As Artificial Intelligence (AI) research has matured as a field, two things have become infinitely clear:
- Enabling the large language model (LLM) to generate multiple reasoning paths and selecting the most consistent response outperforms using the initial answer generated. This is called self-consistency.
- Reasoning with LLMs involves more than just text. You can delegate work to tools (search, code, calculators) and use Chain of Thought (CoT) to sequence these actions. This underpins PAL and ReAct (more on these later).
The "reasoning models" we have today (like OpenAI's o1 series) formalise this idea clearly: spend more compute time and resources to allow the LLM to think, before answering or solving the question. These models are trained to plan, reason, and correct themselves during that thinking phase. This is called Chain of Thought prompting. In this article, we look at this prompting technique and how it is key to shaping smarter AI Agents.
What is “Chain-of-Thought”?
Chain of Thought is a prompt engineering strategy that instructs a model to show its reasoning steps before providing the final answer. This approach increases LLMs' accuracy by emulating human problem-solving. Consider an ambiguous question followed by smaller, focused questions guiding your reasoning. Since these questions are linked, they steer you toward a solution. In CoT, your prompt leads the AI to construct a response for the task methodically. The output flows logically through connected questions and intermediate steps to the answer.
One reason CoT is moving the needle on math, logic, and multi-step reasoning is that when a model uses it, it stops guessing and starts decomposing. The CoT effect was first noticed with the use of a few-shot exemplar that demonstrated step-by-step reasoning in 2022. Then the simple zero-shot trick using phrasing like "Let's think step by step" was later developed, and this enabled CoT reasoning without needing any examples.

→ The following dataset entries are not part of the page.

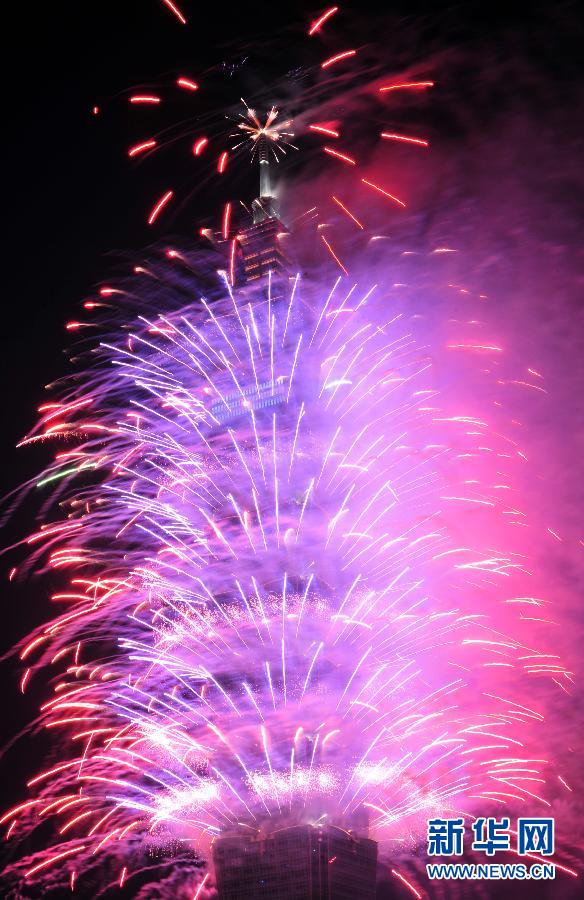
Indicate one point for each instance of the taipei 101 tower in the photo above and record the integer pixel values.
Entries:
(299, 856)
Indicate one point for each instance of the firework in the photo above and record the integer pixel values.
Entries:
(287, 585)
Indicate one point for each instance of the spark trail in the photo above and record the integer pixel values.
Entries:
(269, 614)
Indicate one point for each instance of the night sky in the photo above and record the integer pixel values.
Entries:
(71, 203)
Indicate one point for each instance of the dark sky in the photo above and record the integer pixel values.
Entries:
(69, 197)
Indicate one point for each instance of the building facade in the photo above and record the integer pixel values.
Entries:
(300, 862)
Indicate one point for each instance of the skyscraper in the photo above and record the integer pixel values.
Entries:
(298, 862)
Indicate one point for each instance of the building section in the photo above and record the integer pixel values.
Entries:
(299, 862)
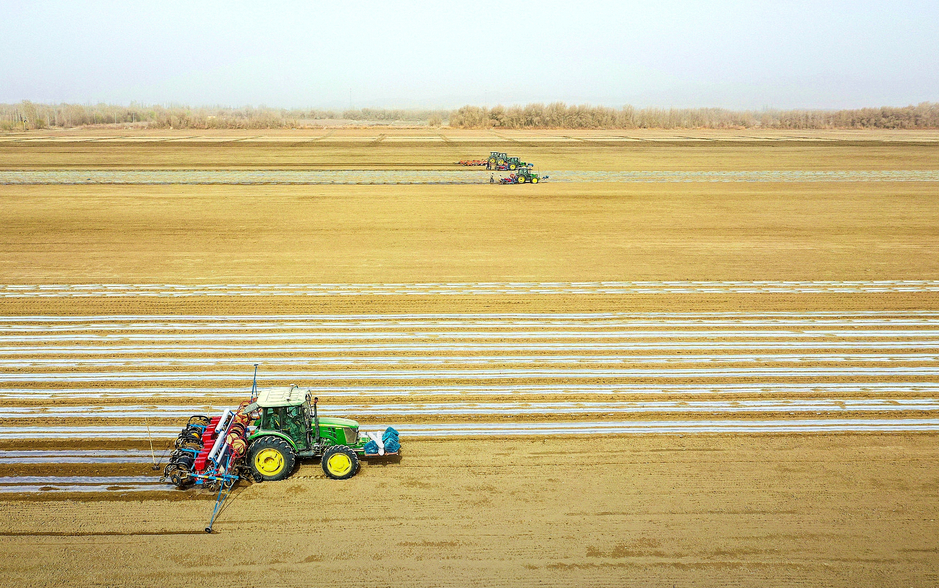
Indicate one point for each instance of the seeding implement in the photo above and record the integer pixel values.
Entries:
(497, 161)
(263, 440)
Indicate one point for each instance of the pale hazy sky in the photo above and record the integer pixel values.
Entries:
(783, 54)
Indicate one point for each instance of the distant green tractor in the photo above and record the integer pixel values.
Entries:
(289, 428)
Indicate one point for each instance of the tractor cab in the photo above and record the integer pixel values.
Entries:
(287, 412)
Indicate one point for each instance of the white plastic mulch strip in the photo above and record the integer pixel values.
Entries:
(529, 428)
(466, 288)
(461, 176)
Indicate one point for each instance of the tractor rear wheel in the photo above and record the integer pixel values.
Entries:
(271, 459)
(340, 462)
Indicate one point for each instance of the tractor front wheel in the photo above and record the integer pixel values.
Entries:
(271, 459)
(340, 462)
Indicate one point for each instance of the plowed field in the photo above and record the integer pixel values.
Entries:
(704, 359)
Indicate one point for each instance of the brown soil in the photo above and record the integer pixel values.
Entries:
(658, 510)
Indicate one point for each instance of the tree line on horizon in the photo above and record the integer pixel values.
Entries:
(558, 115)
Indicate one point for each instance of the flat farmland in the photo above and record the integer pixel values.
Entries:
(685, 358)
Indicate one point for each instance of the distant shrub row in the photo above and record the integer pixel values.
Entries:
(561, 116)
(29, 115)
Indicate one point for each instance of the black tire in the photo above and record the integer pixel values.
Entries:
(271, 459)
(340, 462)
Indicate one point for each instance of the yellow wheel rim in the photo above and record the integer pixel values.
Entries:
(339, 464)
(269, 462)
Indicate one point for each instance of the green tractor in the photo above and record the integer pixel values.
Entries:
(290, 428)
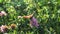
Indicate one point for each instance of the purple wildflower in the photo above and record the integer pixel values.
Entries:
(4, 28)
(34, 22)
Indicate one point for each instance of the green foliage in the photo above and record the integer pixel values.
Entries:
(47, 13)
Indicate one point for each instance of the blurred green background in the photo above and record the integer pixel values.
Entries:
(47, 12)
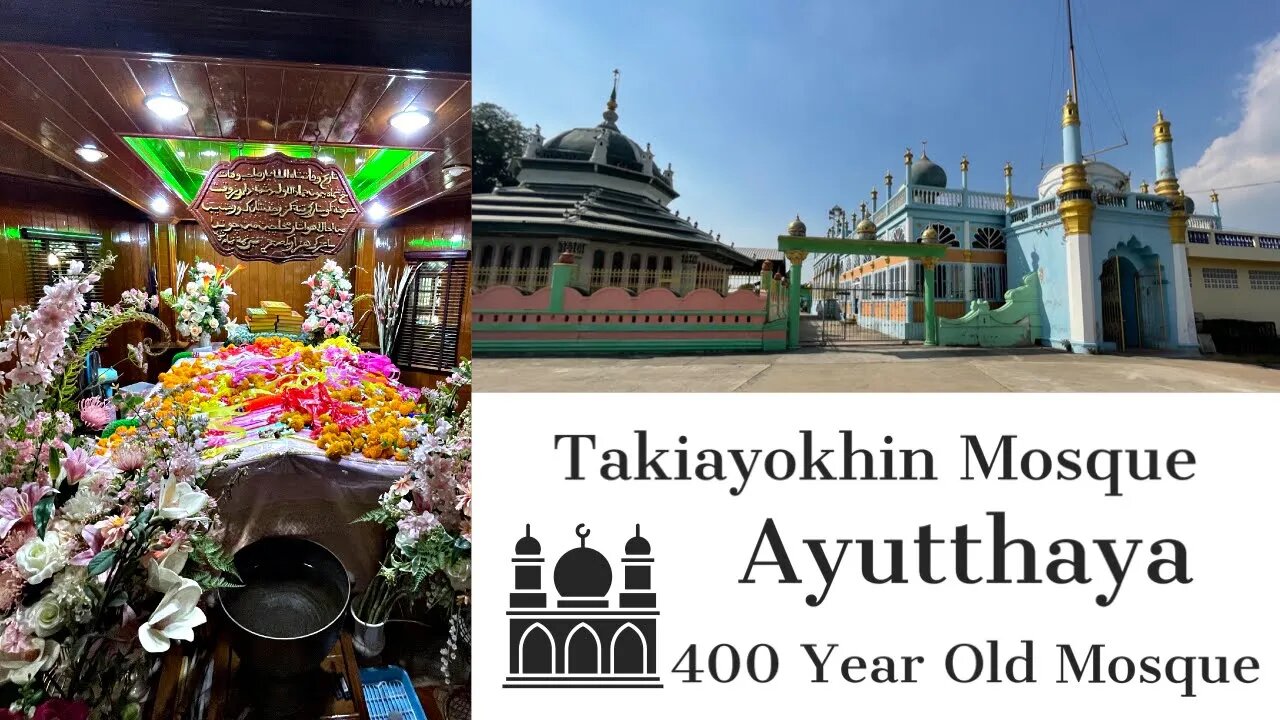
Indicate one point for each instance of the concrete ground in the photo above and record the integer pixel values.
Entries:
(876, 368)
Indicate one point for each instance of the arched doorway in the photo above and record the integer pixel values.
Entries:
(629, 651)
(1133, 297)
(536, 651)
(583, 651)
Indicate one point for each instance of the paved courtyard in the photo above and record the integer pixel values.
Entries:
(876, 368)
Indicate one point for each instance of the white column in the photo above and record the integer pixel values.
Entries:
(1183, 311)
(1079, 290)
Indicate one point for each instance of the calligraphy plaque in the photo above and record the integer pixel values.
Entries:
(275, 208)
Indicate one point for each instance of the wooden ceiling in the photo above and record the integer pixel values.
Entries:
(56, 100)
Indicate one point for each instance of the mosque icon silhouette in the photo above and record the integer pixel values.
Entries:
(581, 642)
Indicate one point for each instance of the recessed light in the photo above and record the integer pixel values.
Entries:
(167, 106)
(410, 121)
(90, 153)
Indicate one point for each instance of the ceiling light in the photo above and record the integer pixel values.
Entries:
(90, 153)
(167, 106)
(410, 121)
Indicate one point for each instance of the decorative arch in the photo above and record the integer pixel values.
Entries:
(579, 656)
(626, 656)
(988, 238)
(536, 651)
(946, 236)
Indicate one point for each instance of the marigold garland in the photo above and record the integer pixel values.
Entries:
(347, 400)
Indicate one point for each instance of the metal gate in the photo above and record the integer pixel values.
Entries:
(848, 315)
(1133, 305)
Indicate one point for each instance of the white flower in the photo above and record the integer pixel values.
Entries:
(179, 501)
(39, 559)
(19, 670)
(46, 616)
(174, 619)
(164, 575)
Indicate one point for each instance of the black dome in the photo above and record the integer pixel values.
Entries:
(638, 545)
(528, 545)
(928, 173)
(579, 144)
(583, 573)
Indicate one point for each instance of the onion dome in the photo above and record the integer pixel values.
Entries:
(583, 572)
(528, 545)
(796, 228)
(928, 173)
(638, 545)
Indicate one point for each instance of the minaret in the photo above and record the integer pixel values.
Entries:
(1075, 209)
(1009, 185)
(529, 574)
(1166, 187)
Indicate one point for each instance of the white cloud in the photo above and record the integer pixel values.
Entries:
(1248, 154)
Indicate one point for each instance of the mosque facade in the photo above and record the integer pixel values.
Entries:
(583, 638)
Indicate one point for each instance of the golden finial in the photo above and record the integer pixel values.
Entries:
(1160, 131)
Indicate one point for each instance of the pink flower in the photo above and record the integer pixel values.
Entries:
(18, 505)
(96, 413)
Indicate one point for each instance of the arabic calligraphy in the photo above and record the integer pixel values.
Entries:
(275, 208)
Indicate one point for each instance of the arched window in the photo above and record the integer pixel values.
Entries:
(583, 651)
(536, 651)
(946, 236)
(629, 651)
(988, 238)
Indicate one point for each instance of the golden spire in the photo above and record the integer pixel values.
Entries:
(1070, 110)
(1160, 131)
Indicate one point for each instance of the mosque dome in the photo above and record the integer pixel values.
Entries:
(579, 144)
(928, 173)
(528, 545)
(583, 572)
(1100, 176)
(796, 227)
(639, 546)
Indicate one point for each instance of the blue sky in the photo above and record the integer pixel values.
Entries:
(772, 108)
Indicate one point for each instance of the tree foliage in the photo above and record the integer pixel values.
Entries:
(497, 139)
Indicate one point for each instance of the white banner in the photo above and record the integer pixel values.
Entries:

So instead of a simple answer, using COT on a model produces intermediate reasoning steps that make the final answer more reliable.
Standard prompting vs. CoT prompting according to Yao et al. (2023)
Why agents need CoT
Agents work in loops. They observe → think → act → repeat. Without that explicit stage where they think, they hallucinate, or lock onto the first plan they deem sufficient. CoT prompting comes in very handy here. This technique is important because it improves—and to a significant level—the reasoning capabilities of the language model. An improvement that leads to more accurate and reliable outputs for complex tasks. Without CoT, LLMs tend to shortcut answers. With CoT, they mirror human-like reasoning processes by breaking down intricate problems into manageable steps.
What CoT gives you
With CoT, LLMs can:
- Improve Problem Solving: LLMs decompose complex problems into doable chunks. These intermediate steps allow for increased accuracy in reasoning, especially with handling multifarious tasks.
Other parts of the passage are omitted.